I’d tell his wife. It won’t help your sister but I’d want to tell the wife what a shit she is married to. If I was the wife I’d want to know.

charm8ed · 04/12/2019 14:52

They all say their marriage is over, if it’s over they’d be divorced. They’re not divorced because they’re still married, if they wanted a divorce they’d get a divorce.

Longfacenow · 04/12/2019 14:54

OP I can tell you that the marriage being over is no consolation for the betrayed who hadn't been told that! I was told in a Relate appointment my marriage was over and the OW knew it before me.

If you want to help your sister, can you send her a link to snap her into reality so she can at least make conscious choices? EG. Not just friends has a section on why women become the OW.

I think it's part of a family relationship to challenge each other to be better people and account for our behaviour and shitty choices. So you are, imo being exactly what a sister should be.

PotteringAlong · 04/12/2019 14:55

Nope, the marriage wasn’t over before she met him. If it was over they would have separated and divorced.

Longfacenow · 04/12/2019 14:58

Yes and my now ex looks back and openly admits it wasn't until after he started crossing the line that he started to rewrite our life in his head to justify cheating. He now looks back with shame and regret that he blamed me for his unhappiness and unaddressed MH.

Sorry total aside!

GreenFingersWouldBeHandy · 04/12/2019 15:04

I think you should be more concerned about your sister's state of mind.

Why does she think it's acceptable to have an affair with a married man? Where is her moral compass?

Why has she put up with being fed a load of bullshit for 4 YEARS? Why is her self-esteem so low?

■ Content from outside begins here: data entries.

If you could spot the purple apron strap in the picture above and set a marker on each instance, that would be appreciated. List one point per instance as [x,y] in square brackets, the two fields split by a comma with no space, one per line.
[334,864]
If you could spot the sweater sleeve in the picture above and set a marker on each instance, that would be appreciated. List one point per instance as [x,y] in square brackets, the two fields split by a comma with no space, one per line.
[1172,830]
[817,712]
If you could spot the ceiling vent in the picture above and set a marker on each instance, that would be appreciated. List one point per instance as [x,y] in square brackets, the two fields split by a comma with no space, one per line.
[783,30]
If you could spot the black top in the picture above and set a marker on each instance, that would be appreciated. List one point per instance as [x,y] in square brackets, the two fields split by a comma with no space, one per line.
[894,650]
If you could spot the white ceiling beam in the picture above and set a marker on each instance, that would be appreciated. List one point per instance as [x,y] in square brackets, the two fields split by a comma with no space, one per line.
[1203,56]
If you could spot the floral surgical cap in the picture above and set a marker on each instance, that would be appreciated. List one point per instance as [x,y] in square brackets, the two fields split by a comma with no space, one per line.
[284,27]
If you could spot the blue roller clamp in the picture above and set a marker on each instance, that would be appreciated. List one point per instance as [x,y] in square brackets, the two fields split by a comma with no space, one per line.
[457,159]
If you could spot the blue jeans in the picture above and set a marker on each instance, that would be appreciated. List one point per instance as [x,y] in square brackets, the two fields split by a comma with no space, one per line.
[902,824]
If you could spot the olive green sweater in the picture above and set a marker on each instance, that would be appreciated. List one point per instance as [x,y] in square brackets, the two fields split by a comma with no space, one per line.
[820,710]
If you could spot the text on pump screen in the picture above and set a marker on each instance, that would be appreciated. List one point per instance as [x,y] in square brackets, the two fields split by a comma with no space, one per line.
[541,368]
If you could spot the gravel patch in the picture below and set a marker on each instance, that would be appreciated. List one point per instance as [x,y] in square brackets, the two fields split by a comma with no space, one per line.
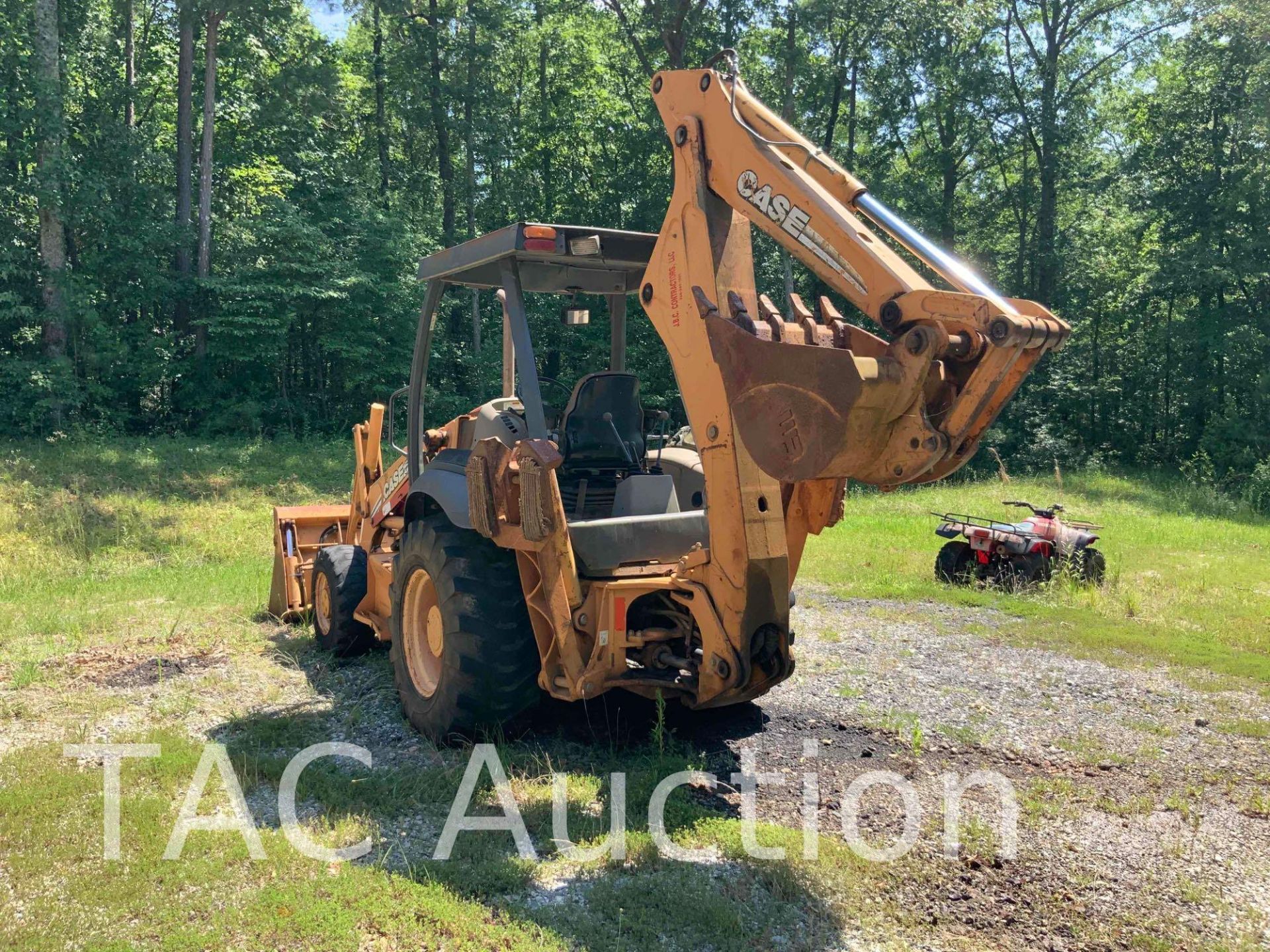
[1136,805]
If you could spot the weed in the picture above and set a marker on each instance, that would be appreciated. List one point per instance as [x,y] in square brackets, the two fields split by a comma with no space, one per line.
[658,731]
[26,674]
[1257,804]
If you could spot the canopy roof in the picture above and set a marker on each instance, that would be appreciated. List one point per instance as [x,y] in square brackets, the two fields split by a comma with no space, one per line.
[616,270]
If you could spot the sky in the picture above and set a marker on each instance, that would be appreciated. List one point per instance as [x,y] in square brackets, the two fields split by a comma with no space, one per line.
[329,18]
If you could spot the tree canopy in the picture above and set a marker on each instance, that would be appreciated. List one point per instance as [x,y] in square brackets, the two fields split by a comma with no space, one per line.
[1108,158]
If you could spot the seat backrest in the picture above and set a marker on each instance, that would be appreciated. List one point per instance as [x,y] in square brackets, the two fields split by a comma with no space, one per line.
[587,437]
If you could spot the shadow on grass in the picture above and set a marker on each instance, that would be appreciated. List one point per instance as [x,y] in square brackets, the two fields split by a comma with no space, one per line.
[182,467]
[643,902]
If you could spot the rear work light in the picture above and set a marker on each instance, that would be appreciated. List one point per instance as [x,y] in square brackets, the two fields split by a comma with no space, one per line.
[539,238]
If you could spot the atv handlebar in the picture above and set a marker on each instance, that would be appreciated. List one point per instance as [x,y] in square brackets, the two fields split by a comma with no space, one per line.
[1046,513]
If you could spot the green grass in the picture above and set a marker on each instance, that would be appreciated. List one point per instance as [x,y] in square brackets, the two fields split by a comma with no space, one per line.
[161,549]
[1188,575]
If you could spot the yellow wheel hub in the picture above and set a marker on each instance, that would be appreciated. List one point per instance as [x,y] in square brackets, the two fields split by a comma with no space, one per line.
[423,636]
[321,602]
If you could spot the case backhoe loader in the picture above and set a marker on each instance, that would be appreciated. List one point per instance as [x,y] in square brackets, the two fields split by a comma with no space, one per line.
[539,543]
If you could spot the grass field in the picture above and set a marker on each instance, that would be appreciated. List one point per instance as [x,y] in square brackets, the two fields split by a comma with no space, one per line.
[165,542]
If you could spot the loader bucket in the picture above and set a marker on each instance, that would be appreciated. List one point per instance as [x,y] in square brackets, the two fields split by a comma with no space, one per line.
[802,412]
[865,409]
[299,532]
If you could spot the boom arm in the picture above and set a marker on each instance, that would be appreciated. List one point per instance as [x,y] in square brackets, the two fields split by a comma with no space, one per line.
[842,403]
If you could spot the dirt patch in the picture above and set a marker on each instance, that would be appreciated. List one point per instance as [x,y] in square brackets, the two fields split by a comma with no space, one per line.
[112,668]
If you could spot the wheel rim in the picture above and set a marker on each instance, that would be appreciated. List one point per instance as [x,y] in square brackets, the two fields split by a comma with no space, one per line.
[321,603]
[423,637]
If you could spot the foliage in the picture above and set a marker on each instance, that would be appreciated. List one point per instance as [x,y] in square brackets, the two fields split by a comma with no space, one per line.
[1108,159]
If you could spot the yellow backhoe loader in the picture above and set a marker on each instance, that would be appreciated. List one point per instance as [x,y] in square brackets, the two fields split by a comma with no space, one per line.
[540,543]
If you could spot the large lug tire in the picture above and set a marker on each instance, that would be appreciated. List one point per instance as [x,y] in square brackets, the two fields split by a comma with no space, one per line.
[464,655]
[338,587]
[955,564]
[1093,565]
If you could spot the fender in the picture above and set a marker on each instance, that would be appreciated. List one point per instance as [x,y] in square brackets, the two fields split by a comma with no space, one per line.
[443,488]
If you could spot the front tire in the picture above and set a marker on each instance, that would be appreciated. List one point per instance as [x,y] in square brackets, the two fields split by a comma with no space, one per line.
[954,563]
[464,655]
[338,587]
[1094,567]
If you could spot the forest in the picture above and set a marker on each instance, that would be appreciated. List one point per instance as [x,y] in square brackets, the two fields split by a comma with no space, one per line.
[211,214]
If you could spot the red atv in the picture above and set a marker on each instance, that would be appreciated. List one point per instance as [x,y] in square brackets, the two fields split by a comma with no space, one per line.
[1016,554]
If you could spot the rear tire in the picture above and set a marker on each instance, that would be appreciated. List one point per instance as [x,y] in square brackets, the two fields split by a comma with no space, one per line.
[954,563]
[338,587]
[464,655]
[1094,567]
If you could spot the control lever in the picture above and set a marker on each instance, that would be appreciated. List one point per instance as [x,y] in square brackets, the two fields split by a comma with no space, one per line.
[662,416]
[609,418]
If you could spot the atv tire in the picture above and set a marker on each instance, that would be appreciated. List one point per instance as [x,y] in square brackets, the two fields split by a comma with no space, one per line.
[954,564]
[464,655]
[338,586]
[1093,565]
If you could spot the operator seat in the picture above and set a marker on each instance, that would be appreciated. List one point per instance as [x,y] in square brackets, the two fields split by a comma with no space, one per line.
[589,446]
[587,440]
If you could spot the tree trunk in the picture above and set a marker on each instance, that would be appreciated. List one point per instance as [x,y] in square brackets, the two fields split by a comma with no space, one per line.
[1047,161]
[185,161]
[205,173]
[544,120]
[840,80]
[470,155]
[381,132]
[130,65]
[52,233]
[444,163]
[851,111]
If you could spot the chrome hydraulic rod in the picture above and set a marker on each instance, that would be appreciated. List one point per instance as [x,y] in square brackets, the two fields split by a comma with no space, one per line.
[956,270]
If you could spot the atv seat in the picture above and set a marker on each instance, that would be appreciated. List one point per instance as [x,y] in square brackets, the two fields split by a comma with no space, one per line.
[603,545]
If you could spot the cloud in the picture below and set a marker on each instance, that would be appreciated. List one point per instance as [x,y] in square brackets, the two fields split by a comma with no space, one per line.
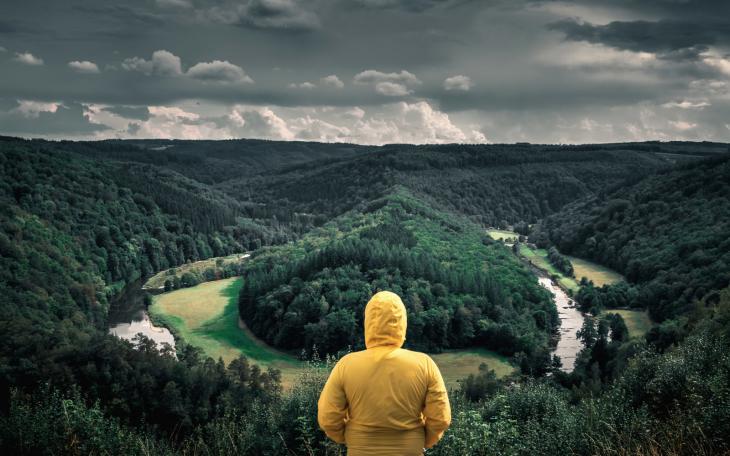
[686,104]
[374,77]
[264,14]
[174,3]
[84,67]
[355,113]
[391,89]
[682,125]
[332,81]
[218,71]
[302,85]
[673,39]
[165,63]
[33,118]
[259,122]
[32,109]
[459,82]
[721,64]
[129,112]
[388,84]
[162,63]
[407,5]
[28,59]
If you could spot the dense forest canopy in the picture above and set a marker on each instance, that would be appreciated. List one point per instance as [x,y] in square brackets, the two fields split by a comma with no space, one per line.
[328,225]
[668,234]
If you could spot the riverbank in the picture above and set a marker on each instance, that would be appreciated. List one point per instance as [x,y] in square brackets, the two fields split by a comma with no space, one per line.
[156,283]
[206,316]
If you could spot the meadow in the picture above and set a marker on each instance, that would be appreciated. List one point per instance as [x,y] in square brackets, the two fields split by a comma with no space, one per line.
[206,316]
[157,281]
[637,321]
[599,275]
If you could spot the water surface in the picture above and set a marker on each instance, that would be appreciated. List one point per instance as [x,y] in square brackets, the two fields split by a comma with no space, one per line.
[571,320]
[128,317]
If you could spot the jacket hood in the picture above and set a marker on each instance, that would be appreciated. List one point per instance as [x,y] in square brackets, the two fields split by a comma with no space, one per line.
[385,321]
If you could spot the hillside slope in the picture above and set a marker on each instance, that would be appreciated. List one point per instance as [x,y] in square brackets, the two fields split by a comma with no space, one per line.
[668,234]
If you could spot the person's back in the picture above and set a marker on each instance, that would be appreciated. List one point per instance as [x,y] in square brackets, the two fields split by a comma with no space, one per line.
[385,400]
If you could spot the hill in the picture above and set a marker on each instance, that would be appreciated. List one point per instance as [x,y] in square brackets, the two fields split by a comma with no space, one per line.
[668,234]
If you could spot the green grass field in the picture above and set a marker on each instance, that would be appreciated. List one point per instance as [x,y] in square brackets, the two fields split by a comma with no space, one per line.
[502,235]
[637,321]
[538,257]
[458,364]
[157,281]
[600,275]
[206,316]
[596,273]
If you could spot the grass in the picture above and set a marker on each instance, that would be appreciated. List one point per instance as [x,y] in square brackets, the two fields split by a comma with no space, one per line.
[599,275]
[637,321]
[502,235]
[157,281]
[538,257]
[458,364]
[596,273]
[206,316]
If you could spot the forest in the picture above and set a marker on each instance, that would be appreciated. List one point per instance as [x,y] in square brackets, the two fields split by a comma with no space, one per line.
[327,225]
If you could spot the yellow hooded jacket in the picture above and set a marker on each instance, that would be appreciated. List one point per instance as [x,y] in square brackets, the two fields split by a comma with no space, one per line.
[385,400]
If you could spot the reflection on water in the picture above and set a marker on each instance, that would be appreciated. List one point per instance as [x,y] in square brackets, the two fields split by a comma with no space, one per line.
[128,317]
[571,320]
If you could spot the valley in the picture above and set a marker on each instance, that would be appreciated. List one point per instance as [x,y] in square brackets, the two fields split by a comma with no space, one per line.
[262,255]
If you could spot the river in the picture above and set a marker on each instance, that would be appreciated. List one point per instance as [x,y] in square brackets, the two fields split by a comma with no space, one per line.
[128,316]
[571,320]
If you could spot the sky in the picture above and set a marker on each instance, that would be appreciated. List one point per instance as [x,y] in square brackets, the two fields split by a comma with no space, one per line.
[367,71]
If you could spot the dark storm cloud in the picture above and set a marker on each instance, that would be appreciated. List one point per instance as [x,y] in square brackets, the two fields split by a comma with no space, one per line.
[286,15]
[129,112]
[526,62]
[670,38]
[408,5]
[65,119]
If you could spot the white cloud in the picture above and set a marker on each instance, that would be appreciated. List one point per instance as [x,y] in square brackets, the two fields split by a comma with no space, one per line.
[391,89]
[163,63]
[174,3]
[218,71]
[719,63]
[686,104]
[302,85]
[84,66]
[32,109]
[375,77]
[332,81]
[681,125]
[391,123]
[458,82]
[28,59]
[259,122]
[591,56]
[355,113]
[312,129]
[274,14]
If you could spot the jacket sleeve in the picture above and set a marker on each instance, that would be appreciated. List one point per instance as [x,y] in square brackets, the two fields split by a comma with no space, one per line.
[332,406]
[436,410]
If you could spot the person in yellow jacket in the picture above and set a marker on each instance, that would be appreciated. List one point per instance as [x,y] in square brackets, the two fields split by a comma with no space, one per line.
[385,400]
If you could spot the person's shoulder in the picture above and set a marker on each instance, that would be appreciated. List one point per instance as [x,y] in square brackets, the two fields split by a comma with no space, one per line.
[420,357]
[350,357]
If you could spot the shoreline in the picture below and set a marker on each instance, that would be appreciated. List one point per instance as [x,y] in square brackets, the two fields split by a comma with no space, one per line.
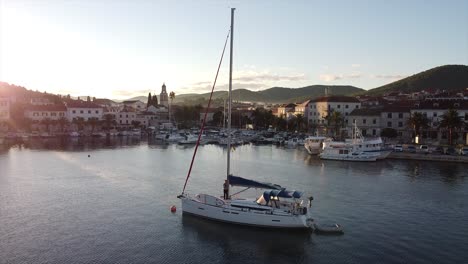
[428,157]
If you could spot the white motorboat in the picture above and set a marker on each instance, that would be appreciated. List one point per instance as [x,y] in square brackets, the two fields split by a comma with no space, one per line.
[346,153]
[74,134]
[314,144]
[275,208]
[370,146]
[189,140]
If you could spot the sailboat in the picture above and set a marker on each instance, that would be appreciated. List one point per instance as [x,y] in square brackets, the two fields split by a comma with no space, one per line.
[276,207]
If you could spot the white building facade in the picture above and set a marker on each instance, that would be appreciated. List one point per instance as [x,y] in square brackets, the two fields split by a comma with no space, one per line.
[85,110]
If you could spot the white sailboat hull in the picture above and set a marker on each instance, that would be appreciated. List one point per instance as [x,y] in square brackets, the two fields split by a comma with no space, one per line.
[225,212]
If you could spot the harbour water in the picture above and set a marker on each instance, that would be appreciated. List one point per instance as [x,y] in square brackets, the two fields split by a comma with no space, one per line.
[107,201]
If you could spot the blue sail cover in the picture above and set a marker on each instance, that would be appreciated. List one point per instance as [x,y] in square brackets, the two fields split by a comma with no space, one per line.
[239,181]
[281,193]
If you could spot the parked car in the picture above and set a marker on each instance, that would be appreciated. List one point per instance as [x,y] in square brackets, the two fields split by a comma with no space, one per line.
[439,150]
[424,149]
[411,149]
[463,151]
[450,151]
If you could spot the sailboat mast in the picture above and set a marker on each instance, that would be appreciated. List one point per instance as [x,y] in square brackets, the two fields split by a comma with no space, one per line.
[230,97]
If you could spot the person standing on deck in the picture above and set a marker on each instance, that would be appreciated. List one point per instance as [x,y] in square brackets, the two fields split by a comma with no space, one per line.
[226,189]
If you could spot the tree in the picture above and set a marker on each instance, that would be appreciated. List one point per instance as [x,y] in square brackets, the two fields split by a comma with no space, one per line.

If the marriage was 'over' by the time she met him, they would have been separated at least.

If you tell the wife, the whole thing will blow sky high. He'll blame you, and she will blindly follow and blame you too. And you'll lose her. To him. And then he'll probably cheat on her too.

Agree with advice to bite your tongue and do nothing, but encourage her to end it and work on herself.